How about this? "If you want the future to look different from how things are now, *you're* responsible for making it that way."


I wish someone had told me to stick up for what I believed in. It's easy to let yourself get swayed (by friends, peers, adults, etc) at that age and a strong kid should believe in herself.


If you can think of a poetic way to say "For the love of Pete, enjoy being a kid"... I could have used that.


I did a page in one of these for a friend's daughter who was turning 16...ten is so young to deal with women's wisdom though she can read it down the road.

I actually think your underwear talking point is appropriate for every age leval and I think this nugget of wisdom will stand the test of time.

The one I have said over and over to my kids is that if someone is mean or says hateful things to or about you, it is all about them...they have the problem. I'm hoping it sinks in as I didn't get this until I was thirty.


if she hasn't noticed eye-rolling at her expense up to this point, she will soon. Perhaps something about success being about being brave enough to transcend the average? I didn't need much bravery at that age, but by the time I graduated high school, being different and doing more meant doing it on purpose. It won't necessarily always be the easy choice.

Good for her for being so independent though... perhaps the "ease up on yourself" advice might be more appropriate, though perhaps that goes against my other response?

Yeah, I'm not good at this either...


"Don't forget to enjoy the ride."

I know that seems like sort of a ridiculous thing to tell a ten-year-old, and maybe this ten-year-old doesn't need it, but it might have changed my life to hear that a little more often.


Plastics.


I wish someone had warned me how horrendous puberty would be - but that, like all things, it too would pass. Is that appropriate for a 10-year-old? I'm not sure.


I'm with K--as I read your post, I immediately thought, "I would tell Miss M. that puberty sucks, but life on the other side will be great!"


Be nice to your siblings now (if she has them). Someday they may be all the family you have left.

Don't hold grudges - life's too short to spend pissed off.

Nobody's life is perfect. Better to have your own troubles than someone else's.


Since in a few years (or less), she'll be dumbing down for boys, I'd include some message like "it's never dumb to be smart."

I like your two pieces of advice, though. Applicable in many situations!

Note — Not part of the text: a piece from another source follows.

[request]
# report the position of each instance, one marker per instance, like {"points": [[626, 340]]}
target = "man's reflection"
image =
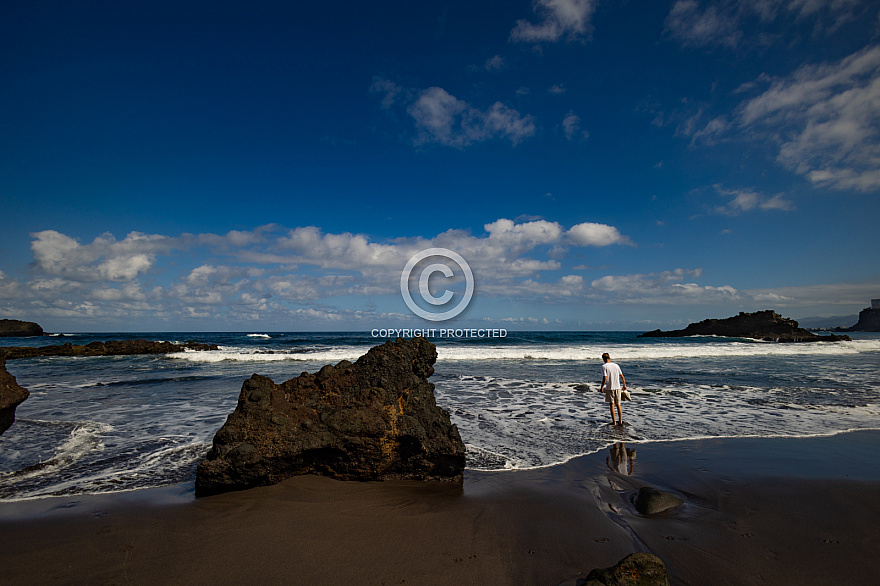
{"points": [[621, 459]]}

Tell her to love abundantly--herself, her family, her friends, her stuffed animals, life, broccoli, the way the leaves turn yellow on the ginkgo trees, the sound of water on the shore, the Jonas Brothers (yes, even the poor, benighted Jonas brothers), freedom, the joy of the written word, the way a rabbit licks it's front paws and ears, the smell of incense in church, the sound of squirrels on the roof in the morning...love, love, love...


Tell her that no matter what she might hear, high school is not "the best years of your life." I don't know where I picked that up, but it made me fairly miserable.


Ooh, so many!

Love your body like it's your best friend. Remember that you are the only person (besides your mom, for a while) who gets to decide what happens where your body is concerned. Period.

Puberty, periods, crushes and love are all a big roller coaster. The low points will always swing back up if you wait long enough.

Trust your instincts.

Learn as much as you can about food and finances before you leave the house.

Someday, leave the house.

And lastly, sometime before you turn eleven, sit down and write a note to yourself with advice for when you have a ten year old. Have your mom file it away for you somewhere, so when you create this book for your own kid, you can give them advice from ten-year-old you.


If anything, or anyone makes your stomach feel "ucky", believe your stomach and leave.


Oh, you know what? I am constantly complaining about what a crappy job my parents did raising me, but one of the things they did right is exactly what a number of people here have suggested: they warned me that puberty would suck but also promised me that it would end and really be over someday. You know, I have to say, it really did help, and that knowledge that things don't last forever has carried over to other stuff.

I don't think they told me when I was ten. I think they waited 'til I was 11 or 12. But I had older siblings, so what my parents were really doing when warning me and promising that it wouldn't last was contextualizing my observations.

Either way, it was good, and I remain grateful.


I wish someone would have told me that your real friends are the ones who truly want to see you succeed. And so you shouldn't waste your time with all the rest.


Thank you all so, so much for your ideas. This is why I love the hive mind!


I'd tell her to steer clear of bubble gum pop, read banned books, and always, always be smarter than the boys.